Cytochromes P450 (P450s or CYPs) are heme–thiolate terminal monooxygenases that transfer one atom from molecular oxygen to X–H bonds, where X may be the -C, -N, or S of a substrate, with a concomitant reduction in the remaining oxygen atom to water [1]. The CYP-mediated molecular oxygen activation gives rise to ketones, alcohols, aldehydes, epoxides, and carboxylic acids. Radicals or reactive oxygenated intermediates generated by CYPs can also lead to the formation of oxidative C–C bond cleavage [2], dealkylation [3], desaturation [4], dehydration [5], the oxidative rearrangement of carbon skeletons [6], and decarboxylation [7]. CYPs are a large superfamily of enzymes that show an absorbance peak at 450 nm when their heme is reduced and complexed with carbon monoxide. These enzymes were discovered in 1958, while studying the spectrophotometric properties of pigments in a microsomal fraction of rat livers [8]. A few years later, it was demonstrated that this pigment is a heme-containing protein, and it was called “P-450” (P for pigment) [9]. The heme group plays essential roles in catalysis, providing the P450s’ carbon monoxide-binding ability; moreover, the signature sequence FxxGxxxCxG in the heme-binding domain functions as the fifth ligand to the heme iron. CYPs are ancient enzymes that are extensively diffused in the organisms of all kingdoms of life (Figure 1), including viruses [10], with the largest number of P450 genes being present in plants [11]. Plant P450s are classified into the A-type group and are involved in plant-specific biochemical pathways [12]. The non-A-type P450 enzymes [13] form distinct clades and are more closely related to non-plant P450 enzymes than to the A-type.
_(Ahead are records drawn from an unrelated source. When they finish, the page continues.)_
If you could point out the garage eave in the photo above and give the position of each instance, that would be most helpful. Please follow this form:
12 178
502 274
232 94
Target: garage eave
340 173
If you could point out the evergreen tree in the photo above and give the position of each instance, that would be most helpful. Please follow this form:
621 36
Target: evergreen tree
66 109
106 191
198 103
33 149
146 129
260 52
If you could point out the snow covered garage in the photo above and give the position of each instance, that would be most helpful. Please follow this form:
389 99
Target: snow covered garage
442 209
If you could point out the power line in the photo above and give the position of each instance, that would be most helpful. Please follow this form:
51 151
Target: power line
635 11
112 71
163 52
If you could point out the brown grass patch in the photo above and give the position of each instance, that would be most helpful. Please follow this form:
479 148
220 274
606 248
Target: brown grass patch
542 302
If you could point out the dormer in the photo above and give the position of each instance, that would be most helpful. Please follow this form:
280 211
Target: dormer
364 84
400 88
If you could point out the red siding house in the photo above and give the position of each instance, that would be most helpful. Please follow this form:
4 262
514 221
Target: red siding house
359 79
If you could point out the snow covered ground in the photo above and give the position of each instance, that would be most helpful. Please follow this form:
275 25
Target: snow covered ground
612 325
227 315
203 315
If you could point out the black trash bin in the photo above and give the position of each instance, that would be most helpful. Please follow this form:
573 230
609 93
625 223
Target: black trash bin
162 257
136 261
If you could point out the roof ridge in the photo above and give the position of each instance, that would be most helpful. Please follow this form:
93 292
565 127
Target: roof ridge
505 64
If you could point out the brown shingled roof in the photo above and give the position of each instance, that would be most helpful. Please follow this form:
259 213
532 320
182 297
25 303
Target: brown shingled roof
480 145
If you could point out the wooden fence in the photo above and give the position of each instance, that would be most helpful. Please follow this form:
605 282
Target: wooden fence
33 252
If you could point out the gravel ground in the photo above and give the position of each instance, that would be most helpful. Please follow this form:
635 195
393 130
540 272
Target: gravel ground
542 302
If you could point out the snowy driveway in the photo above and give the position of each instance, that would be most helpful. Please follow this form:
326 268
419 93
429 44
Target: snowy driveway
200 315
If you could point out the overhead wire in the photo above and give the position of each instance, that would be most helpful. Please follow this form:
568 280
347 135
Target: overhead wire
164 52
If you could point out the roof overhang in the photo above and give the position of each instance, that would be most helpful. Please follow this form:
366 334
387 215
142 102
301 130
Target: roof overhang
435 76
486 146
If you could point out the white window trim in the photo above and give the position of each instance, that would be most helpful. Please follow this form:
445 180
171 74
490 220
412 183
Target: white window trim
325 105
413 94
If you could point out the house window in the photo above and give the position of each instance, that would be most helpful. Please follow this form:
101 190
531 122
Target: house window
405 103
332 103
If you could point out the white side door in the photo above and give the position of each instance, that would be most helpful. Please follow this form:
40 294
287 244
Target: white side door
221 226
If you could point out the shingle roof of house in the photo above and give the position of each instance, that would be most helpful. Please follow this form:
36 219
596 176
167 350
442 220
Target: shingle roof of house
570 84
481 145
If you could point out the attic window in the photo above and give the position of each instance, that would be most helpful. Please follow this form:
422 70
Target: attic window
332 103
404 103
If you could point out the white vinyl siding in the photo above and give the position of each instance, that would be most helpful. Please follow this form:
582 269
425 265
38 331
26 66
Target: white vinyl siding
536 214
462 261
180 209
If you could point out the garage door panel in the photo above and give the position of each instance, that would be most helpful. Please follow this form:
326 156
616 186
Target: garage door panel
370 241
CYPs are classified into families on the basis of the sequence identity of their amino acid sequences, and the symbol CYP is the root followed by an Arabic numeral representing family therefore, the subfamily is indicated by a letter and the gene is represented by a number [14]. The features and functions of P450 enzymes have been studied from bacteria to mammals (see http://drnelson.uthsc.edu/CytochromeP450.html, accessed on 15 November 2022) [14]. Human P450 enzymes metabolize drugs and synthesize endogenous compounds essential for human physiology. Often, alterations in specific P450s affect the biological processes that they mediate, leading to a disease [15].
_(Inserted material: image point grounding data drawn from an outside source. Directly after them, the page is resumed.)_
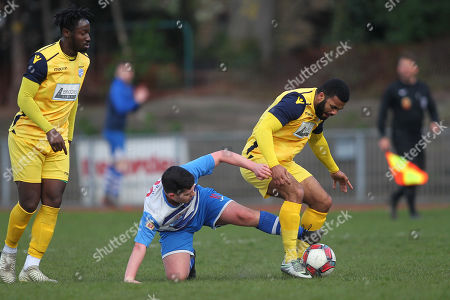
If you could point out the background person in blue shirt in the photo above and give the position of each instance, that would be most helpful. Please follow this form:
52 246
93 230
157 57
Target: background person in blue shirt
122 100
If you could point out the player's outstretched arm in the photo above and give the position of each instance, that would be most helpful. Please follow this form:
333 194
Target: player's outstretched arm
136 257
320 148
261 171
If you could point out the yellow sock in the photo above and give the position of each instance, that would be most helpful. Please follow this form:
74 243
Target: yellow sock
42 231
313 219
290 221
18 221
301 247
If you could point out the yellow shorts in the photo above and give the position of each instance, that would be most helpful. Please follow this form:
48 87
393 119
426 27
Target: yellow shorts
34 160
294 169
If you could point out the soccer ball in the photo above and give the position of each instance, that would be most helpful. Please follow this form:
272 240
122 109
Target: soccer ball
319 260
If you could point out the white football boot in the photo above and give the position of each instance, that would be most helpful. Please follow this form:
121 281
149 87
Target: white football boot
33 274
295 268
8 267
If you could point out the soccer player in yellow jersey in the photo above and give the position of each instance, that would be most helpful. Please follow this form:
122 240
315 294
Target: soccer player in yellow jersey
295 118
39 140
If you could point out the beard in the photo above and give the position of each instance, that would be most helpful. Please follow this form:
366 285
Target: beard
320 109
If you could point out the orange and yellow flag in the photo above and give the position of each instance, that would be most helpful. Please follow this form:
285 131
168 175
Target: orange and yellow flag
405 172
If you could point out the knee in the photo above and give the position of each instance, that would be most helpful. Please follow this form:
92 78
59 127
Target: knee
176 276
29 205
296 193
52 200
325 204
248 218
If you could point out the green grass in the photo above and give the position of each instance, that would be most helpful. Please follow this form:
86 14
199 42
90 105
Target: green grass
376 259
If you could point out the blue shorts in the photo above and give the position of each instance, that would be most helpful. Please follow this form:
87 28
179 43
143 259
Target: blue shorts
211 207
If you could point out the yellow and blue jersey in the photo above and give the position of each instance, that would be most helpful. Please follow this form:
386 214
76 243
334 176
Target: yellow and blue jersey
296 113
60 78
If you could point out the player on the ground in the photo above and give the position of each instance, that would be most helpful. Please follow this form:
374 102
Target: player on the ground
295 118
177 206
39 140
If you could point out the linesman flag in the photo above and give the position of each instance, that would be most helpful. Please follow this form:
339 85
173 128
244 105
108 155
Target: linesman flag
405 172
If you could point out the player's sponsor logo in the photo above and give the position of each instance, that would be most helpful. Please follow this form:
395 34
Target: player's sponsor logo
66 91
423 102
406 103
402 92
37 58
304 130
59 69
150 225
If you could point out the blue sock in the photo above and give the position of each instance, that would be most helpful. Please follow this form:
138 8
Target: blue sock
269 223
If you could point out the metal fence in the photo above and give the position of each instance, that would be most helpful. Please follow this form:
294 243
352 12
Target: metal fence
355 151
2. Cytochrome P450 Reactivity

CYPs, through the activation of molecular oxygen, are able to monooxygenate the substrate, followed by the insertion of a single atom of oxygen into an organic substrate and a reduction in the another oxygen atom to water according to the following scheme:

RH + O₂ + NAD(P)H + H⁺ → ROH + H₂O + NAD(P)⁺

NAD(P)H supplies electron equivalents through an electron transfer chain that involves different redox partners, the nature of which is utilized to classify cytochromes P450 into 10 classes [16]. The organic substrate (R) binds to the heme group of the enzyme and this binding allows the transfer of an electron from NADPH through cytochrome P450 reductase (CPR) to the hem domain that reduces the iron (Fe) from the ferric state (Fe³⁺) to the ferrous state (Fe²⁺). The molecular oxygen binds to ferrous P450, forming a ferrous CYP–dioxygen complex, and the second electron is transferred from CPR to the ferrous CYP–dioxygen complex, forming the peroxo complex, and this complex is rapidly protonated twice to form one molecule of water and an iron–oxo complex. The oxidized reaction product (RO) is formed during the last step of the catalytic cycle when the atom of oxygen in the iron–oxo complex binds to the organic substrate (R) [17] (Figure 2).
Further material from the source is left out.